North Shore communities take center stage in our tenth episode. We chronicle ten years of district energy success with the City of North Vancouver’s Lonsdale Energy. Learn why West Vancouver is embracing Coach Houses and how they offer a wider range of housing choices for everyone from young families to seniors hoping to ‘age in place. Take a ride on the new Spirit Trail — a cycling route connecting Deep Cove to West Vancouver and creating a safe, accessible bicycling option across the North Shore. Plus, trees make for healthy communities no matter which side of the Burrard Inlet they are planted. See how the City of Vancouver is delivering training to amateur arborists to fulfill an ambitious goal of greening the city.
In West Vancouver coach houses are now an option, making the district the 10th municipality in Metro Vancouver to use this form of detached secondary suites as a way to grow housing stock.
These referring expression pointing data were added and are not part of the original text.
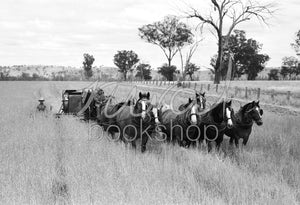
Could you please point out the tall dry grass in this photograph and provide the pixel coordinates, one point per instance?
(98, 171)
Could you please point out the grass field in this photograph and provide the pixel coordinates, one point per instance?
(39, 152)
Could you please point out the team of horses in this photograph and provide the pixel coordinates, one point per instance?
(192, 123)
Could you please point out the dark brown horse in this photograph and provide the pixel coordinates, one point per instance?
(136, 121)
(243, 122)
(200, 99)
(181, 126)
(106, 115)
(214, 123)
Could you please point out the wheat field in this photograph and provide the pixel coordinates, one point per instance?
(39, 153)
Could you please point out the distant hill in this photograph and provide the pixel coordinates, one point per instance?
(52, 72)
(57, 72)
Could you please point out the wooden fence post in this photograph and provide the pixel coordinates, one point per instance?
(288, 97)
(272, 95)
(236, 91)
(258, 93)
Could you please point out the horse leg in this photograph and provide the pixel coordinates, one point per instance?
(144, 142)
(231, 141)
(245, 140)
(219, 140)
(209, 146)
(236, 141)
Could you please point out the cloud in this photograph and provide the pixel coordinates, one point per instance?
(59, 32)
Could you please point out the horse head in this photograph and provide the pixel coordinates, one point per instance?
(143, 106)
(201, 100)
(253, 111)
(223, 112)
(193, 110)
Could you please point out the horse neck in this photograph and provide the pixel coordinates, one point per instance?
(185, 115)
(216, 115)
(242, 117)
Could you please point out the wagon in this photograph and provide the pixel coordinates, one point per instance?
(82, 103)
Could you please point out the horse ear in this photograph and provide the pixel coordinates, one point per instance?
(261, 112)
(229, 103)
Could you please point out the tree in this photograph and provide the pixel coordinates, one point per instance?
(167, 71)
(125, 60)
(273, 74)
(289, 66)
(245, 56)
(236, 11)
(191, 68)
(285, 71)
(143, 71)
(191, 50)
(87, 65)
(296, 44)
(170, 35)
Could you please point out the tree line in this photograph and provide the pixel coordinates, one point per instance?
(174, 37)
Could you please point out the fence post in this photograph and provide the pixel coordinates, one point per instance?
(288, 97)
(236, 91)
(273, 94)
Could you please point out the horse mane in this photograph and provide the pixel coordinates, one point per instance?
(214, 112)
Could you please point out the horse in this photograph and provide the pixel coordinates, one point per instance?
(243, 122)
(214, 122)
(136, 121)
(201, 101)
(181, 127)
(106, 114)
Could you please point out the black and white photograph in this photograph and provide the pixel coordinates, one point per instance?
(137, 102)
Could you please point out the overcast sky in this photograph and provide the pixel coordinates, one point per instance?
(58, 32)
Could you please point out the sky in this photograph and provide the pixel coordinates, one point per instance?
(59, 32)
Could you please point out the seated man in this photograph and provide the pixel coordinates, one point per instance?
(41, 106)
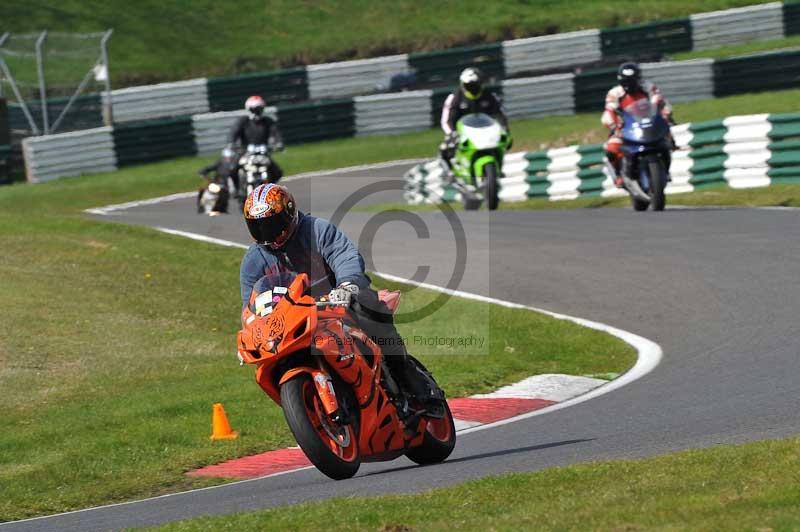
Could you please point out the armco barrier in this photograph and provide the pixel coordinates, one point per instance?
(591, 88)
(525, 97)
(733, 26)
(436, 69)
(312, 122)
(392, 113)
(5, 164)
(280, 87)
(542, 96)
(86, 112)
(67, 154)
(353, 78)
(682, 81)
(791, 18)
(153, 141)
(443, 67)
(740, 151)
(647, 40)
(163, 100)
(552, 52)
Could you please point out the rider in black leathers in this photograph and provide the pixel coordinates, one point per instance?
(470, 98)
(258, 128)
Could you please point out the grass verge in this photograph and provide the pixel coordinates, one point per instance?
(116, 340)
(781, 195)
(160, 41)
(748, 487)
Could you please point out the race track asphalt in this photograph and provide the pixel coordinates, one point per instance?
(718, 289)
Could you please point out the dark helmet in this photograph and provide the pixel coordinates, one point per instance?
(255, 106)
(471, 80)
(271, 215)
(629, 76)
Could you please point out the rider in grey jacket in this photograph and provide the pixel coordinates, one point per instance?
(287, 240)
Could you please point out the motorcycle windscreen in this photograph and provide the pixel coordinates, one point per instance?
(477, 120)
(642, 123)
(270, 289)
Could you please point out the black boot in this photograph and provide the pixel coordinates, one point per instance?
(420, 387)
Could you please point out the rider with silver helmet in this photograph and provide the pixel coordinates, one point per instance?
(471, 97)
(218, 173)
(630, 89)
(258, 128)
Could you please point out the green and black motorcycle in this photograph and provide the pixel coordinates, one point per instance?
(478, 161)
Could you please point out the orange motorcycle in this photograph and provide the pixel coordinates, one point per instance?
(328, 376)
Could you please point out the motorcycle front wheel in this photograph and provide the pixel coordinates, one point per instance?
(438, 442)
(490, 175)
(331, 447)
(658, 181)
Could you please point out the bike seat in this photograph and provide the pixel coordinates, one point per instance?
(390, 297)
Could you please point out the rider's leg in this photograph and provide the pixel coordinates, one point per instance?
(378, 322)
(613, 149)
(446, 154)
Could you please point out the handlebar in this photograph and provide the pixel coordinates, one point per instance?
(324, 304)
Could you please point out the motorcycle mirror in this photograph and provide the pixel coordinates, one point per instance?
(298, 287)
See how this housing style helps young families and seniors, and makes it possible to reduce construction waste at the same time.
The number of cycling commuters in North Vancouver has tripled in the last three years, evidence that the joint cycling plan for the City and District of North Vancouver, developed with valuable input from cyclists, is working. Now the route priorities are being incorporated into capital planning processes and results are appearing, such as the Spirit Trail. Working together, the two municipalities are making their communities more bicycle friendly and at the same time reducing emissions and improving air quality.
Urban trees are part of the natural capital that protects our economic and social well-being. They buffer noise, reduce stormwater runoff, and provide habitat for wildlife. The City of Vancouver has set a goal of planting 150,000 trees by 2020. With the help of a team of citizen foresters, this ambitious goal is closer than ever. See how training gives these volunteers the skills to help the city get greener.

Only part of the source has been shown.